- Associated Press - Friday, January 31, 2014

LITTLE ROCK, Ark. (AP) - Three weeks after saying he’d step down over ethics violations tied to his campaign and office spending, Arkansas Lt. Gov. Mark Darr made his resignation official on Friday.

Darr submitted his resignation letter to Secretary of State Mark Martin, stepping down in the wake of an $11,000 fine he received from the state Ethics Commission. Darr announced on Jan. 10 that would resign but hadn’t submitted a formal letter to Gov. Mike Beebe or any other officials.

“Effective February 1, 2014, I will resign from my position as the lieutenant governor of Arkansas,” Darr wrote in in the one-sentence letter, which was also sent to House Speaker Davy Carter and Senate President Michael Lamoureux.
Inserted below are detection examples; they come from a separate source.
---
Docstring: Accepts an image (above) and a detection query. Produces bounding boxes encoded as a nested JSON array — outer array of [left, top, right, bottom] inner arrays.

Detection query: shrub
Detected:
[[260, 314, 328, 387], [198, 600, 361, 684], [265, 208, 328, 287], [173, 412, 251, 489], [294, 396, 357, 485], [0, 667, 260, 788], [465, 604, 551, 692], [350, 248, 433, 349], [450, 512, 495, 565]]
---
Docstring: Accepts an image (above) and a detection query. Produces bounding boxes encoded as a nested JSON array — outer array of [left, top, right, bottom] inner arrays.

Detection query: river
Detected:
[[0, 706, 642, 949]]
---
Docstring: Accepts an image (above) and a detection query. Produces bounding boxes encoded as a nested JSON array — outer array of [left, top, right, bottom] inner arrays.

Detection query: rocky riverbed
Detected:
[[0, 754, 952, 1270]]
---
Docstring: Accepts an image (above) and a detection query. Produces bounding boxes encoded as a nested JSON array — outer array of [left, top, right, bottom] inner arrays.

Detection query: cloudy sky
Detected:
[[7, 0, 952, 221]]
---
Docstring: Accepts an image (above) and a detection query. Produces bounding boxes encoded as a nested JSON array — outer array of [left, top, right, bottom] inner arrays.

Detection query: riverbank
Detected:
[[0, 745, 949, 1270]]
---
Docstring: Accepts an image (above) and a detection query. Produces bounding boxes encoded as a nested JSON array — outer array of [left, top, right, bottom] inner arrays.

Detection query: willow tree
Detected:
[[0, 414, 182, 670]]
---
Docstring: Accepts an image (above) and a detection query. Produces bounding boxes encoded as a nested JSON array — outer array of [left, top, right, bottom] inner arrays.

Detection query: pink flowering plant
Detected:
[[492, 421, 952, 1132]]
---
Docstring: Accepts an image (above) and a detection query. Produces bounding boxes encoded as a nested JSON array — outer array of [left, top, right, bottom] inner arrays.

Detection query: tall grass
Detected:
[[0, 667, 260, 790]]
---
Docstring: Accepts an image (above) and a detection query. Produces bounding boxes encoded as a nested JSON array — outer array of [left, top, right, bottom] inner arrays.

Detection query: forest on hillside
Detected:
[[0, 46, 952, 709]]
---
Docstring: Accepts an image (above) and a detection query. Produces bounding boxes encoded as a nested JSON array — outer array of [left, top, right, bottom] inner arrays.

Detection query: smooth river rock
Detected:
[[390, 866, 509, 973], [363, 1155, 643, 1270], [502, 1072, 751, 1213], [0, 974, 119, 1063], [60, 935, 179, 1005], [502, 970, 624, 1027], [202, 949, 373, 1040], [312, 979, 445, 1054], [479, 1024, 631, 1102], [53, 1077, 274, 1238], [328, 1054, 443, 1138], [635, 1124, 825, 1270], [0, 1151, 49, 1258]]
A spokesman for the secretary of state said he would distribute the letter to the other constitutional officers.

Darr agreed Dec. 30 to pay the $11,000 in fines imposed by the state Ethics Commission for 11 separate violations, including making personal use of more than $30,000 of his campaign funds.

Darr insisted that those violations, as well as improper spending a separate agency found on his state credit card, were unintentional, and had vowed to stay in office. He initially rebuffed calls to step down, but resigned after facing impeachment threats from Democrats and fellow Republicans in the Legislature.

Beebe had said he was unsure whether Darr’s resignation would be official without a formal letter. In announcing his decision to step down earlier this month, Darr called it a resignation letter “to the people of Arkansas, not an elected official.”

Darr’s office had later said he would follow all formal protocols for resigning, but stopped short of saying whether that would include an official letter. Darr’s resignation letter was dated Jan. 21, and a spokeswoman said the lieutenant governor had asked her to wait until Friday to submit it to Martin’s office.

Matt DeCample, a spokesman for Beebe, said the letter makes Darr’s resignation official.

Legislative leaders have said they’ll push for changing the state law to keep Darr’s office vacant for the rest of the year rather than hold a special election. State law requires the governor to call a special election within 150 days of declaring Darr’s office vacant, but lawmakers from both parties have said they’d prefer to keep the office unfilled since the general election will be in November.

Beebe said this week he’d sign into law legislation being drafted that would give him the discretion to not call a special election if the general election is within 11 months of the vacancy. The proposal is expected to be introduced for the session that begins Feb. 10.

The formal letter came a day after the Ethics Commission released its investigative report on Darr. In the report, investigators said Darr blamed the ethics violations that led to his resignation on “carelessness.”

The report detailed more than $31,000 in campaign funds that Darr used on food, fuel and other personal items since taking office in 2011. Darr had loaned his campaign more than $170,000 in 2010, but the ethics commission said that spending the funds on personal items was not a legal way to retire that debt. The figure also includes more than $5,700 Darr spent after he retired the debt his campaign owed him.

“In essence, Mr. Darr spent $31,572.74 in campaign funds as they were his own,” the report said.